Though Miglino won in the lower courts, the Court of Appeals, NY ‘s highest court, ruled this month that the law only requires gyms to have the devices on site, but that requirement does not force the employees to use them even though they are trained to do so. This is the result I predicted and talked about on this blog when the first case was reported. To hold otherwise would place a duty to act on employees where the statute does not do so.
Both the General Municipal Law and so-called Good Samaritan statute, Public Health Law §3000, which absolves emergency health care givers from liability except for gross negligence, use the words “volunteer” and “voluntarily” to describe revival efforts described in the statutes, Justice Susan Phillips Read wrote for the majority.That language evinces “the Legislature’s intent to protect health clubs and their employees from the risk of liability for ordinary negligence with respect to AEDs,” Read added. Without specific language in the law, the Court felt it could not impose this duty on gym owners.

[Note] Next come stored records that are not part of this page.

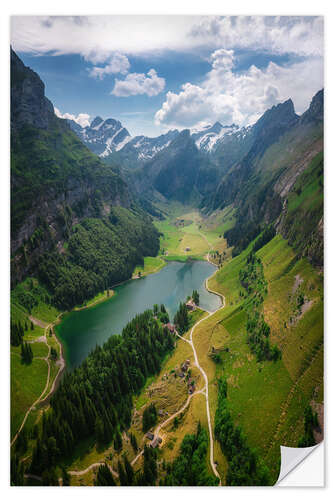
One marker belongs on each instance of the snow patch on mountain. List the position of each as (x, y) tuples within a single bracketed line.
[(208, 136)]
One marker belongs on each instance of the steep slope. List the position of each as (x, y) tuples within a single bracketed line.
[(140, 149), (102, 137), (179, 172), (283, 148), (207, 138), (57, 186)]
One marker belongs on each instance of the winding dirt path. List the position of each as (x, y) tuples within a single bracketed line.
[(92, 466), (47, 360)]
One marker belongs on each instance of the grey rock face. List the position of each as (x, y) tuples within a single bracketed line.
[(29, 106)]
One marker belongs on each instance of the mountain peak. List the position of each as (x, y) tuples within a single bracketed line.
[(96, 121), (281, 115), (315, 112)]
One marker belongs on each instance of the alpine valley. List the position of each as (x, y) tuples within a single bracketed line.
[(203, 396)]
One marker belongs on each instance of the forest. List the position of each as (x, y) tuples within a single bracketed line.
[(244, 466), (96, 398), (252, 278)]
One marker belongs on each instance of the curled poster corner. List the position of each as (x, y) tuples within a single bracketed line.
[(291, 458)]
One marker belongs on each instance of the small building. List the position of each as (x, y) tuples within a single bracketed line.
[(170, 327), (156, 442), (190, 305)]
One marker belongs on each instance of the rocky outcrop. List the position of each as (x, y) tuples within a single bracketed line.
[(55, 180), (29, 106)]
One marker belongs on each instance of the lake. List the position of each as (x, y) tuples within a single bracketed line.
[(80, 331)]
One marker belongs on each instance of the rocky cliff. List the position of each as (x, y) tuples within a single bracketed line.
[(56, 182)]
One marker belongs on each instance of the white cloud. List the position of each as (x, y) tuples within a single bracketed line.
[(117, 63), (96, 37), (139, 83), (240, 98), (82, 119), (301, 35)]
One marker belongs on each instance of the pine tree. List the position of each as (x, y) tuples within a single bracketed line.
[(134, 442), (16, 471), (129, 471), (118, 442), (66, 478), (122, 475), (104, 476)]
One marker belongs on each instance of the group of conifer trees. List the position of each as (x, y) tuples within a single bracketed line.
[(245, 468), (149, 417), (310, 423), (17, 332), (252, 278), (26, 353), (96, 398), (181, 319)]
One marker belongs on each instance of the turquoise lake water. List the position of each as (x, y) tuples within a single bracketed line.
[(80, 331)]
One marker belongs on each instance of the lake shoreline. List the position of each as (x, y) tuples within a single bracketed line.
[(169, 285)]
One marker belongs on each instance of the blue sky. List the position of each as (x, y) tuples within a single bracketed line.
[(154, 73)]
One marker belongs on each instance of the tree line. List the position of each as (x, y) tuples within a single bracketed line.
[(181, 319), (96, 398), (244, 466), (17, 332), (252, 278)]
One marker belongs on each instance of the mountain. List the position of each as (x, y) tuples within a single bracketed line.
[(109, 139), (74, 223), (207, 138), (178, 172), (286, 148), (103, 136)]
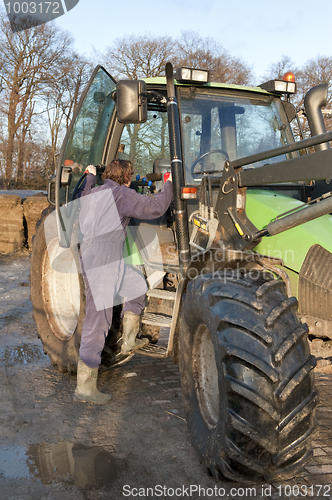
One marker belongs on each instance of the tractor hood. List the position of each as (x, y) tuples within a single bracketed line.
[(292, 246)]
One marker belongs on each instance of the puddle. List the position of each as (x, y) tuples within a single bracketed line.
[(64, 462), (22, 354)]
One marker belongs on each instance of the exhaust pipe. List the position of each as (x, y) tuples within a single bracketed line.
[(314, 100)]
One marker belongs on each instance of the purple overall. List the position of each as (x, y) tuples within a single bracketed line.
[(105, 214)]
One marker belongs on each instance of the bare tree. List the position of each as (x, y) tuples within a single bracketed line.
[(137, 57), (62, 96), (206, 53), (277, 70), (27, 58)]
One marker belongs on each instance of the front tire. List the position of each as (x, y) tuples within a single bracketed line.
[(247, 380)]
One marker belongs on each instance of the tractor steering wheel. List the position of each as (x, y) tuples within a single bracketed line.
[(203, 156)]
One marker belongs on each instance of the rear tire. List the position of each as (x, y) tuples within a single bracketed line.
[(247, 380), (58, 301), (58, 298)]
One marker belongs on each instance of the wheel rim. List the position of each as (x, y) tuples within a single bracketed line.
[(206, 376), (60, 290)]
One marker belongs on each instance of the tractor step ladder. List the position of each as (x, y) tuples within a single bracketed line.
[(164, 321)]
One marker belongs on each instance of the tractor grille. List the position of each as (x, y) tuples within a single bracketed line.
[(315, 284)]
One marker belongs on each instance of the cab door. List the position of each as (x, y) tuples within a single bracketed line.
[(84, 144)]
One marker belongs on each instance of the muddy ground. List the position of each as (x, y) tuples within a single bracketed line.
[(52, 448)]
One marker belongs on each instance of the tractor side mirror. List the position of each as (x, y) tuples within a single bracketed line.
[(131, 101)]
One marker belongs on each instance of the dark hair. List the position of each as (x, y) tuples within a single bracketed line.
[(119, 171)]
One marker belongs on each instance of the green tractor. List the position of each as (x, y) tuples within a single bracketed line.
[(237, 268)]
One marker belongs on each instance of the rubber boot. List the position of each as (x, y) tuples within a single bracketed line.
[(86, 389), (130, 326)]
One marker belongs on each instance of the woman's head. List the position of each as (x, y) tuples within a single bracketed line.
[(119, 171)]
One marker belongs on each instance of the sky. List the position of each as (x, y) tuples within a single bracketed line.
[(258, 32)]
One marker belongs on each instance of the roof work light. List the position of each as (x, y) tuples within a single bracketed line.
[(192, 75), (285, 86)]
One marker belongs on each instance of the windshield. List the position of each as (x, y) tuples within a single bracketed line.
[(85, 142), (216, 127)]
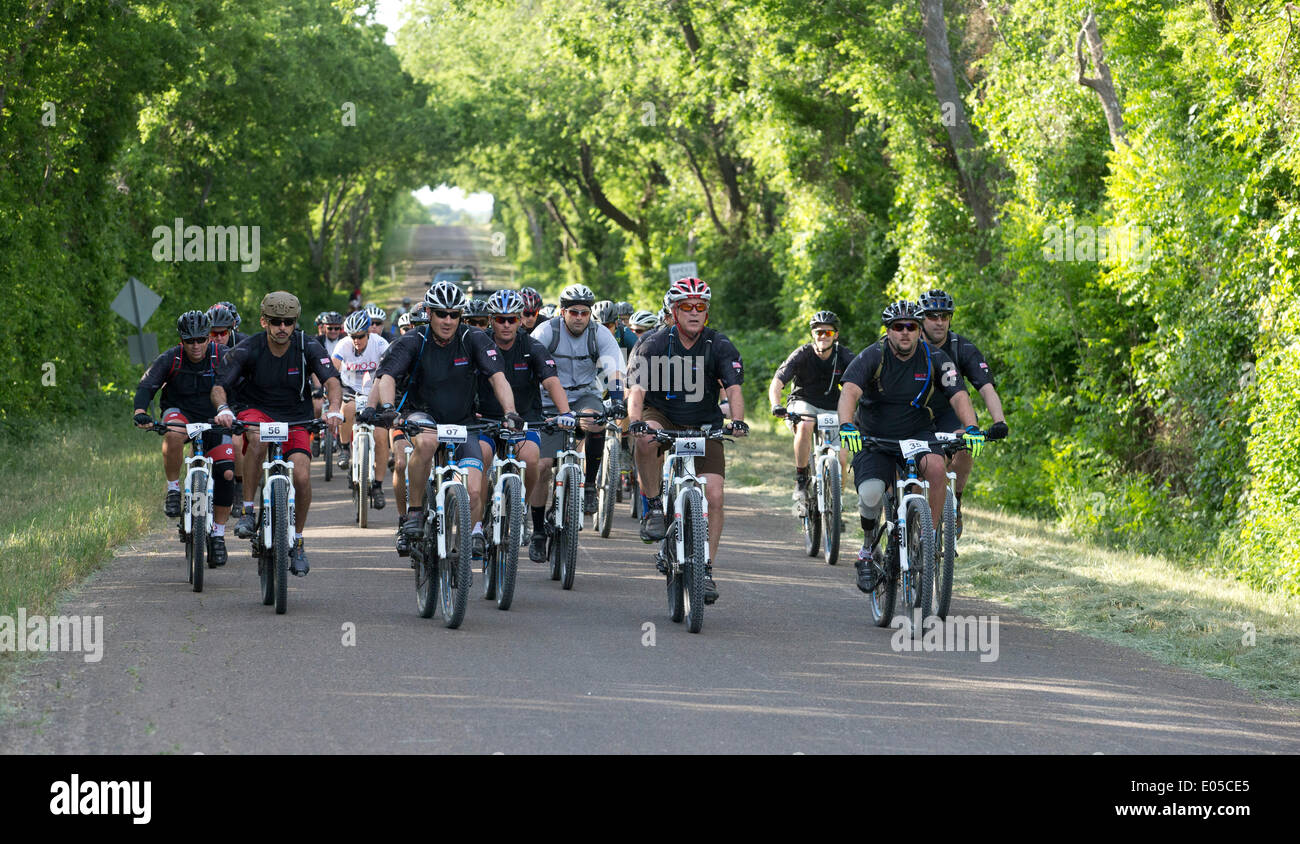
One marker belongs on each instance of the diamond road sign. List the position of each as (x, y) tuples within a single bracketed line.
[(677, 272), (137, 303)]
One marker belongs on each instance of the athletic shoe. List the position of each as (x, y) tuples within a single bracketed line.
[(710, 587), (653, 526), (246, 527), (217, 555), (298, 561)]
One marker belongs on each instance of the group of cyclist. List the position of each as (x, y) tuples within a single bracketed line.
[(454, 360)]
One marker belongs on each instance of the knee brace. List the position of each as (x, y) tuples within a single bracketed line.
[(870, 493)]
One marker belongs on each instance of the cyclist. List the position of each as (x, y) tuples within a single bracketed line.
[(532, 304), (356, 356), (272, 369), (441, 364), (885, 394), (588, 360), (185, 373), (476, 314), (697, 363), (967, 364), (531, 369), (817, 369)]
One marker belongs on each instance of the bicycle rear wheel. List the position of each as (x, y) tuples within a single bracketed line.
[(454, 570), (572, 523), (511, 531), (947, 557), (281, 536), (198, 542), (610, 480), (696, 544), (831, 513)]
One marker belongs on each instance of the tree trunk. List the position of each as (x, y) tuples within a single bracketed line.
[(970, 161)]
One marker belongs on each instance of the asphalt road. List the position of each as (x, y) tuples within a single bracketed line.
[(787, 662)]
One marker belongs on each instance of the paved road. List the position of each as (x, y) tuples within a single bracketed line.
[(788, 662)]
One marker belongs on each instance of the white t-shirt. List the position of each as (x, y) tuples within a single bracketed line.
[(356, 371)]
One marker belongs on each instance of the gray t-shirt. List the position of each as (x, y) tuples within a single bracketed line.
[(579, 375)]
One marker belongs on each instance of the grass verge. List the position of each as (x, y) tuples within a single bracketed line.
[(70, 494), (1183, 618)]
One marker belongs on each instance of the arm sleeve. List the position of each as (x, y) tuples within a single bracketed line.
[(154, 379), (785, 372), (728, 366)]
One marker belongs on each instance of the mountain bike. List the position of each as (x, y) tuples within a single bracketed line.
[(684, 549), (505, 516), (564, 502), (910, 550), (194, 526), (273, 539), (443, 557), (820, 509), (363, 464)]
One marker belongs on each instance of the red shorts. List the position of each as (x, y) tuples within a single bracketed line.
[(298, 437), (212, 444)]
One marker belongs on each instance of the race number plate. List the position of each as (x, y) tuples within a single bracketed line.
[(273, 432), (911, 448), (689, 448), (451, 433)]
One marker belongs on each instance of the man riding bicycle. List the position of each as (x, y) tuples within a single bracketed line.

The lone dissent was Judge Jonathan Lippman who stated “It should go without saying that the presence of an AED will be of no benefit whatsoever to a person in cardiac arrest unless, of course, it is actually used.” He said the General Business Law §627-a should be read in tandem with the Good Samaritan statute to impose such a duty on the health clubs, with the understanding that people offering voluntary, good faith emergency aid not be held liable for damages except if gross negligence is involved. Lippman said the law should be interpreted in a way that is “consistent with its spirit and benevolent aim.” “The majority opinion, however, does the opposite,” Lippman wrote. “As read by the majority, the Legislature enacted an essentially purposeless statute that requires health clubs to purchase AEDs and train employees to use them, but does not require that the devices be applied in any potentially life saving situation.”
But I disagree with Judge Lippman’s analysis. The law is not meaningless; it increases the presence of AEDs and of trained personnel. It makes it more likely that folks will volunteer to help someone afflicted and that they will have the requisite training to do so. But this decision is less about what’s right or wrong with respect to use of AEDs; it comes down to simple statutory construction. As I tell my first year law students, there is a Latin maxim regarding statutory construction which states inclusion unis est exclusion alteris “inclusion of one thing means the exclusion of another.” By placing a duty on gym owners to have AEDs and a duty to have trained personnel, they specifically excluded placing a duty to use the AEDs. Regardless of whether we or the Court think it would be sound public policy to place that duty on gym owners, it is for the Legislature to do so and not the Court. Let’s see if they react to the decision by amending the statute.